Compare this to the May 2021 Monetary Policy Statement: “A range of domestic and international factors are expected to lift headline inflation above 2% for a period. Members noted these factors are expected to be temporary […].” It gets even better. “The Committee (monetary policy committee) discussed the risk that these one-off upward price pressures may promote a rise in more general inflation and inflation expectations. However, the Committee agreed that these risks to medium-term inflation were mitigated by ongoing global spare capacity and well-anchored inflation expectations.”

In the statement you can see a graph (Figure 2.16) that forecasts inflation. Guess what the maximum inflation rate was they predicted. It was way below 3% and, by now, should be closer to 1.5%!

Reserve Bank of New Zealand governor Adrian Orr gave a speech in March 2021 about “Some policy lessons from a year of Covid-19”. One section of his speech was titled “Being prepared beats guessing”. You cannot make this up.

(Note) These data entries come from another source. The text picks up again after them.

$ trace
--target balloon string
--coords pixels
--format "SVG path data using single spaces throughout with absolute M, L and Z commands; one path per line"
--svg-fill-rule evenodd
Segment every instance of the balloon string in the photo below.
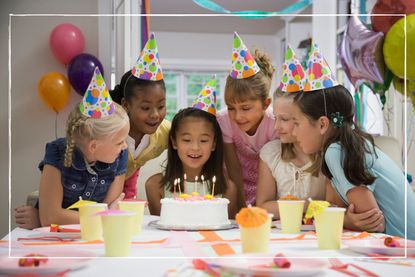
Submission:
M 55 138 L 58 138 L 58 113 L 55 116 Z

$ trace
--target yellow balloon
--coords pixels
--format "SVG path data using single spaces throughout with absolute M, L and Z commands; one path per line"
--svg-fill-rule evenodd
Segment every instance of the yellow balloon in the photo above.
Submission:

We experience high inflation rates and then discuss the mistakes the RBNZ made that contributed to them. In short, and oversimplified, Covid-19 was a large labour supply shock rather than a demand shock.

Supply chain issues add to inflationary pressures. However, these have been easing for more than a year now. The Freightos Global Container Index has decreased since its peak in September 2021 by about 77%. The Russia-Ukraine war plays some role (mainly for energy, petrol, and food prices), but remember that inflation started to increase well before it. Further, the HWWI (Hamburgische WeltWirtschafts Institut) commodity price index has decreased by 20% since its peak. While these factors matter, they are not the key drivers.

  • Dr. Dennis Wesselbaum is a senior lecturer in the Department of Economics at the University of Otago.